Editorial | Police funds don’t go toward our safety
April 14, 2022
The New York Police Department saw a $200 million budget increase in 2021, making their budget upwards of $5 billion. While some think that this budget increase may lead to a safer community with an increased police presence, incompetence from the police has prevented this.
When a gunman released smoke grenades and opened fire in a Brooklyn subway on Tuesday, the police didn’t find the suspect. An average New Yorker spotted him more than 24 hours later. Meanwhile, the counterterrorism unit of the NYPD was seen a few blocks away at a homeless encampment the morning after the shooting.
Despite the millions of dollars that are poured into police departments, policing in this country is still highly unsafe, prioritizing the wrong things and neglecting the safety of its citizens. Policing as we know it needs to change.

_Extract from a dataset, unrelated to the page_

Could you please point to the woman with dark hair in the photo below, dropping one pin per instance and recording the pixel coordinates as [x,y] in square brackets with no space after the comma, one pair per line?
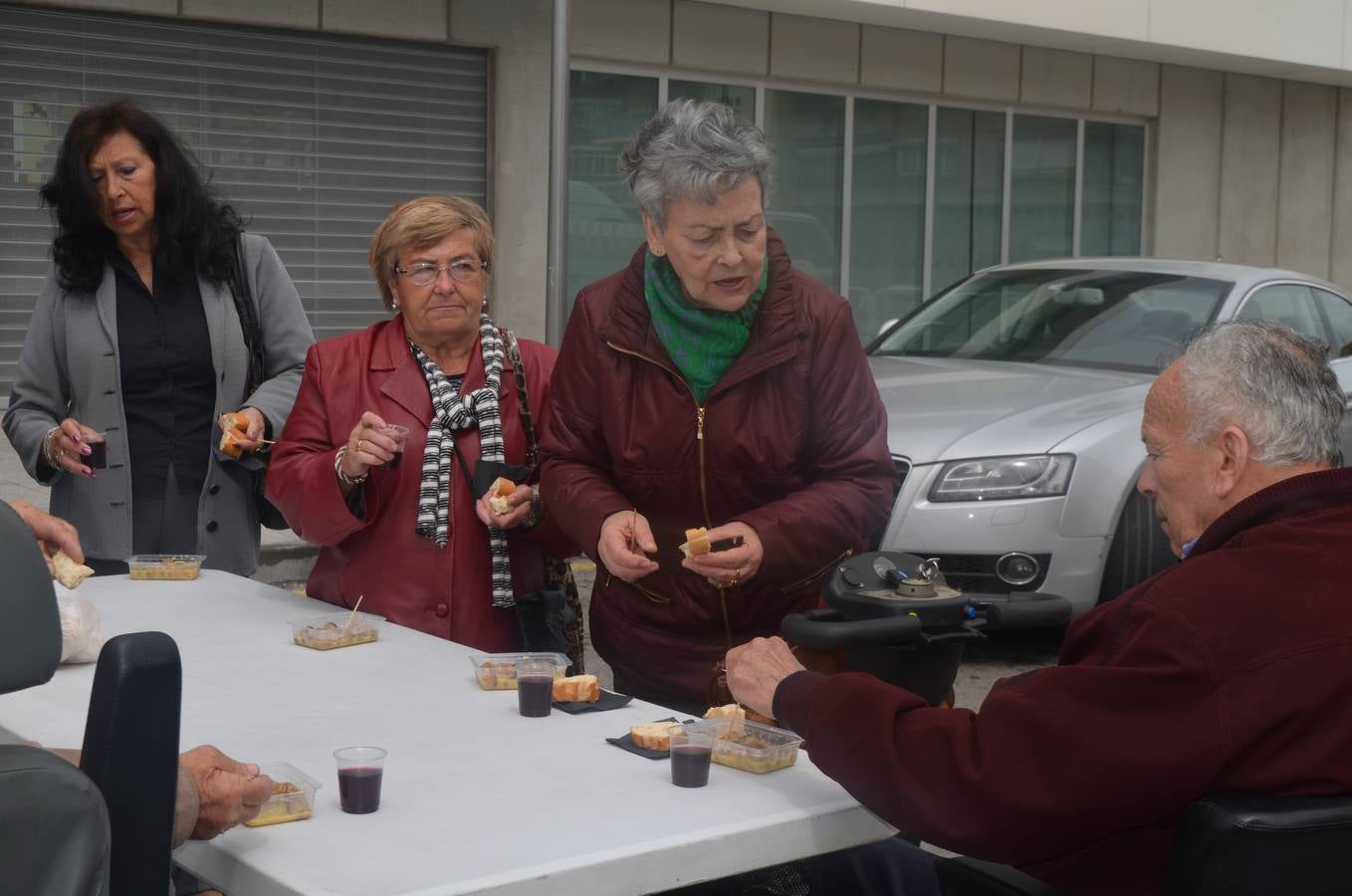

These departments need to accept a pay cut with money going toward safe crime prevention or figure out how to better allocate funds to ensure everyone’s safety.
The incompetence that the police showed during the Brooklyn shooter situation shows that increasing the number of officers in the city doesn’t help public safety. Eyewitnesses report, which the NYPD disputes, claim that after the shooting, the captain at the station didn’t stop the trains where the suspect could have escaped.
Despite New York Mayor Eric Adams’ increase in uniformed officers in subway stations, more than 3,500 police officers couldn’t prevent a shooting and took an unacceptable number of hours to find the suspect.
Cities such as Austin have reduced police budgets over the past couple of years and have instead successfully put their money toward community development. The money has gone to everything from public safety efforts to helping the homeless. There are ways to make communities safer without the presence of police — especially when they are incompetent. There is also very little research that says that increased police presence leads to less crime, so policing needs to be rethought— including allocating funds to different resources to keep the community safe.
Despite rumors that defunding police — or at least funding police departments less than we do now — leads to more crime, evidence shows that crime prevention, such as increasing educational opportunities and community programming, leads to less crime and a safer community. Funding for the police shouldn’t go toward arresting homeless people or people selling food in the subway or even those jumping the subway turnstile. It should go toward community development.
At the very least, those $5 billion dollars should have been able to stop a shooter at large from escaping police custody with thousands of officers in the region.